I have currently written up the following loop:

for (( i = 2; i < $# - 1; i++)); do
    if [ $i -ne 0]; then
        if [ $i -ne 1]; then
            echo "$i was not 1 or 0. Please correct this then try again."
            exit 1;
        fi
    fi
done

This code is supposed to test whether any arguments after the first are either a 1 or a 0.

While the following errors are printed:

./blink.sh: line 36: [: missing `]'
./blink.sh: line 36: [: missing `]'

...the code actually runs fine afterwards (so the errors don't kill the program).

My understanding, however, is that in bash, you put spaces before and after the expression inside the if statement. So this:

if [ $i -ne 0]; then

Becomes:

if [ $i -ne 0 ]; then

However, running this code produces the following:

2 was not 1 or 0. Please correct this then try again.
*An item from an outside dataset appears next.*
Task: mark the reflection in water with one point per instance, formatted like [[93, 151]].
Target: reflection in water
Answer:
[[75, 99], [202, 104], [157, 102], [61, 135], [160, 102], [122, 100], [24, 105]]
The main issue I am having with this stems from not understanding how to indirectly reference the positional arguments provided by the execution command. As such, I am confused as to what syntax must be altered to call the objects the arguments point to (in this case, hopefully either a 1 or a 0) rather than the position of the arguments themselves (argument 1, 2, 3...).

Thanks!

EDIT: Altering the question to better fit the advice @randomir provided and clear up what the actual question entails

Answer 1

Based on:

This code is supposed to test whether any arguments after the first are either a 1 or a 0.

I'm assuming you're trying to access positional arguments $2, $3, etc. To make your for loop solution work, you would have to use an indirect reference: ${!i} (see shell parameter expansion). For example, this should work:

#!/bin/bash
for (( i = 2; i <= $#; i++ )); do
    if [[ ${!i} -ne 0 ]]; then
        if [[ ${!i} -ne 1 ]]; then
            echo "$i was not 1 or 0. Please correct this then try again."
            exit 1;
        fi
    fi
done

Note the i running from 2 to number of arguments $#. Also, note the use of recommended and less error-prone [[ .. ]] instead of [ .. ] (otherwise you would have to write [ "${!i}" -ne 0 ], etc).

A simpler solution which avoids the unnecessary indirect referencing looks like this:

#!/bin/bash
while [[ $2 ]]; do
    if (( $2 != 0 && $2 != 1 )); then
        echo "$2 is neither 0, nor 1"
        exit 1
    fi
    shift
done

We start checking the second argument ($2), use the arithmetic expression (( expr )) testing of value of the second argument, and shift positional arguments to the left by 1 at each iteration (now $3 becomes $2, etc).